Networked Storage

LeatherNeck

Member
Jan 16, 2001
174
0
76
A pretty involved question here. I'm looking for detail and good justification for solutions chosen.

I have a good friend who needs networked storage for several hundred images that are about 400-500 MB each. If you had to build a file server, how would you build it - Case, RAID controller, number of drives, type of drives, RAID 0+1 or RAID 5, Operating System, ...

What do you think of Network Attached Storage devices like these:

http://www.newegg.com/Product/ProductLi...cription=network+storage&InnerCata=124

Assume a healthy budget and that reliability and speed are the driving factors.
 

Rainsford

Lifer
Apr 25, 2001
17,515
0
0
First of all, if you have a healthy budget, I'd go with a custom PC over a NAS specific device for 2 main reasons. The first, and perhaps most important, is that lower end NAS devices still have a lot of room for improvement. Good ones exist, but many are plagued by slow speeds, incompatable permissions setups, and reliability issues. Secondly, your flexibility with them is very limited. I don't know if this is important for you, but most of the NAS devices do not have features I consider vital to a good NAS device. They may support Samba, but not NFS, or FTP but not SFTP. That sort of thing may not be hugely important for your friend, but keep in mind that future expansion is also limited, and adding new features (say, snapshot capabilities) might prove to be impossible.

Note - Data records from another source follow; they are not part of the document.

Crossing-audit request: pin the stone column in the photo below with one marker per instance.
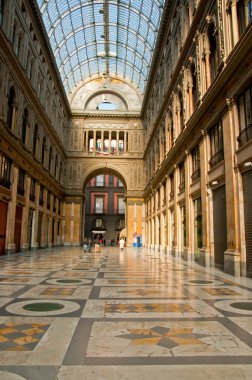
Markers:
(10, 228)
(36, 215)
(190, 93)
(208, 69)
(232, 254)
(102, 141)
(125, 142)
(25, 215)
(50, 228)
(94, 141)
(205, 252)
(109, 147)
(44, 221)
(87, 141)
(188, 209)
(175, 212)
(134, 218)
(117, 142)
(235, 23)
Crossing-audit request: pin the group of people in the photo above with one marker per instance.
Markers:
(101, 242)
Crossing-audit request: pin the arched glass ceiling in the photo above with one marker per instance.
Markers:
(106, 37)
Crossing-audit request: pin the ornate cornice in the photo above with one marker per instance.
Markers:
(48, 51)
(100, 115)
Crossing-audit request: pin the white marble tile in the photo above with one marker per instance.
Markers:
(162, 372)
(75, 274)
(159, 339)
(58, 292)
(220, 292)
(51, 348)
(244, 322)
(8, 290)
(148, 309)
(154, 292)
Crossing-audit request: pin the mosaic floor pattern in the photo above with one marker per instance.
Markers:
(135, 315)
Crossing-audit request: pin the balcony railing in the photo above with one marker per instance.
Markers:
(245, 135)
(32, 197)
(182, 186)
(5, 182)
(195, 175)
(20, 190)
(216, 158)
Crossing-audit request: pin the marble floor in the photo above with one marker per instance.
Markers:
(132, 315)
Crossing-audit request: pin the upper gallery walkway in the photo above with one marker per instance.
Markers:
(129, 314)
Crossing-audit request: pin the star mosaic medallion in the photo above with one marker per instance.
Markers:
(149, 308)
(164, 337)
(221, 292)
(21, 337)
(56, 291)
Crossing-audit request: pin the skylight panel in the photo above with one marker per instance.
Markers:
(83, 43)
(53, 11)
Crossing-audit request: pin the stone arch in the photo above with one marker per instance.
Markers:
(91, 173)
(106, 91)
(107, 169)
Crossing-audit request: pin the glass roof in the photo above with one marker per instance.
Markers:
(106, 37)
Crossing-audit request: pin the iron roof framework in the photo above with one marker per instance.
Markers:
(104, 37)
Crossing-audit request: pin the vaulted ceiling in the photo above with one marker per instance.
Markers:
(110, 38)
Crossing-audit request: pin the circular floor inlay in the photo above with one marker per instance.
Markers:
(202, 282)
(10, 376)
(242, 305)
(43, 306)
(232, 306)
(68, 281)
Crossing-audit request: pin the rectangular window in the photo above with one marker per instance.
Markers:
(216, 143)
(100, 180)
(48, 199)
(41, 195)
(198, 225)
(245, 117)
(121, 206)
(98, 223)
(172, 186)
(32, 190)
(195, 163)
(99, 204)
(181, 176)
(120, 184)
(5, 171)
(21, 182)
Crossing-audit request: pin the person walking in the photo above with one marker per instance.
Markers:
(121, 243)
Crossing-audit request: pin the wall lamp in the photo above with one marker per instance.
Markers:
(249, 163)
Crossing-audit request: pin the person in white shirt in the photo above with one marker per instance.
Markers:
(121, 243)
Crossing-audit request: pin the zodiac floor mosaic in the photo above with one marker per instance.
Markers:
(132, 315)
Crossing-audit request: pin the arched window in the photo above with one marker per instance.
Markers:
(35, 139)
(50, 160)
(55, 166)
(1, 11)
(60, 171)
(43, 151)
(195, 92)
(214, 58)
(14, 33)
(24, 126)
(181, 110)
(10, 110)
(18, 45)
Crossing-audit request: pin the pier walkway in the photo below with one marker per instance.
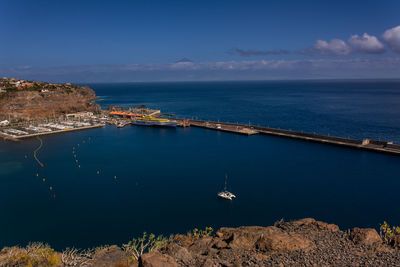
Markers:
(366, 144)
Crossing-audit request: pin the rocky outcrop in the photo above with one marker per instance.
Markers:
(304, 242)
(366, 236)
(52, 101)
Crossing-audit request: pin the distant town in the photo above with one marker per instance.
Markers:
(12, 84)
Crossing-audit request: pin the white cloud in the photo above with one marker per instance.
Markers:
(367, 44)
(392, 37)
(222, 70)
(335, 47)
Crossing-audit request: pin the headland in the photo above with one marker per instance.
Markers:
(304, 242)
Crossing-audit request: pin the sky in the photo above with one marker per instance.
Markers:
(128, 41)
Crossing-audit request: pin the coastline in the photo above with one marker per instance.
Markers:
(296, 243)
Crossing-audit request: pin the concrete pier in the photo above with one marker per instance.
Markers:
(367, 144)
(18, 138)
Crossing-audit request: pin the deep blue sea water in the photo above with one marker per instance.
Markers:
(167, 179)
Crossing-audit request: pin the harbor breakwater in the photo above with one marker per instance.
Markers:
(248, 129)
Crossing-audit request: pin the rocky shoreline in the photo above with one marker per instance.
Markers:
(29, 100)
(304, 242)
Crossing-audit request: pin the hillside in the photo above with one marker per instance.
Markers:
(29, 100)
(304, 242)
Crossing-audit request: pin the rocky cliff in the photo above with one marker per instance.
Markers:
(304, 242)
(37, 100)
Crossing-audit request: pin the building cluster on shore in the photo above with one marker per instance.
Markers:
(13, 84)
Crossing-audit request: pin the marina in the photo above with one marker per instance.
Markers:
(143, 118)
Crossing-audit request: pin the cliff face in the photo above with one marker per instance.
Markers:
(304, 242)
(46, 100)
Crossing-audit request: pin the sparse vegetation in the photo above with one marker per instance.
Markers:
(35, 254)
(146, 243)
(388, 233)
(75, 257)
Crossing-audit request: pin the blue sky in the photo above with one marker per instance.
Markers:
(140, 40)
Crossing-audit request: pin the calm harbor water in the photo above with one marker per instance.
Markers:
(165, 181)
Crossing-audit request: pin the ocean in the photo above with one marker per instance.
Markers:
(165, 181)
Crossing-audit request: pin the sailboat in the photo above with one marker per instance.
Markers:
(226, 194)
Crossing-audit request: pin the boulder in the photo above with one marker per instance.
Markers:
(283, 242)
(364, 236)
(310, 222)
(155, 259)
(245, 237)
(179, 253)
(109, 256)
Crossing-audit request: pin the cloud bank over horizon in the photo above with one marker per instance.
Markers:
(356, 44)
(357, 68)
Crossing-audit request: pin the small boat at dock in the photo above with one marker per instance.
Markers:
(226, 194)
(152, 121)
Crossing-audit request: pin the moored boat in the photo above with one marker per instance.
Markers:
(151, 121)
(226, 194)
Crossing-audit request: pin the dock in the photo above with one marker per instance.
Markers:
(247, 129)
(24, 136)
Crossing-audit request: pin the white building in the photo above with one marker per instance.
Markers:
(4, 123)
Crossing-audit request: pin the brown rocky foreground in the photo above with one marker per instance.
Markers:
(304, 242)
(44, 100)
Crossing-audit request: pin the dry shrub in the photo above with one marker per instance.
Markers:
(35, 254)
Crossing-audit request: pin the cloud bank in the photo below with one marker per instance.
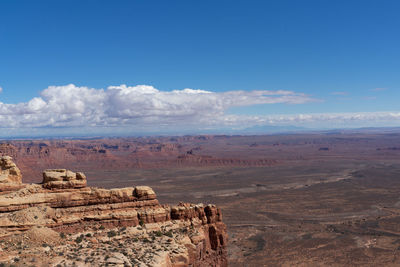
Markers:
(145, 108)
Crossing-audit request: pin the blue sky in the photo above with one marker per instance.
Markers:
(343, 56)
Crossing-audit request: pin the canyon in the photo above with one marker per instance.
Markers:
(62, 222)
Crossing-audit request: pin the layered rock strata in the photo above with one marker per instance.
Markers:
(64, 204)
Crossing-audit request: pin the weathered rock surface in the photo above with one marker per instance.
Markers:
(10, 175)
(182, 235)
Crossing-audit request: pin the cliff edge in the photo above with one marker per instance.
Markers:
(62, 222)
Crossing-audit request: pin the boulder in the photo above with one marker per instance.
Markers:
(144, 192)
(10, 175)
(63, 179)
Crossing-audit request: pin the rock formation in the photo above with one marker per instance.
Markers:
(10, 175)
(115, 227)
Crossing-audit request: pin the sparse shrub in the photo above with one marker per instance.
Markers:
(158, 233)
(79, 239)
(169, 234)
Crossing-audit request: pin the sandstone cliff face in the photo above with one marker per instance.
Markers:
(116, 227)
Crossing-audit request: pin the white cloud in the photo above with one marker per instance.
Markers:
(145, 108)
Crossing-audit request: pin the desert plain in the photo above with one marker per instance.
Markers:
(315, 199)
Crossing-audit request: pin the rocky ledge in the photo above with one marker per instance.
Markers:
(62, 222)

So, as long as budget is not a huge concern, I'd go with a custom PC running some form of Linux, assuming your friend is comfortable with it. The specific parts, other than the hard drive, are mostly your choice, except that you will do well with a high powered, well known name brand power supply (say, Antec of Sparkle). For the hard drives, I would suggest 4 or more drives, as long as the total number is even and the drives are the same capacity. Then, take half of the drives and put them in a RAID 0 array. Take the other half and create a second RAID 0 array. You can do this either with software RAID in Linux (not good for performance), or a hardware RAID controller that is well supported under Linux. Sorry, I don't have a recommendation on that, as I haven't done very much with hardware RAID under Linux.

Now, you have two RAID 0 arrays of the same size. Using some fairly simple snapshot creation scripts and rsync under Linux (Google for very helpful howtos on this topic), you can use the first array as the storage area, and the second array as a snapshot backup of the storeage area. Keep the snapshots however you like based on how often data is changed and how important it is, I like ever four hours for 24 hours and then daily for 7 days. The great thing about Linux snapshots is that, with a few simple scripts, the snapshots look like complete snapshots of the filesystem at the time of the snapshot, but they only take up the space of one copy of the file system, plus space for any changes between snapshots (plus a tiny bit of overhead). Obviously this could be a problem if the first array is almost filled to capacity, but creating the first array filesystem as a little bit smaller than the second will help solve this problem.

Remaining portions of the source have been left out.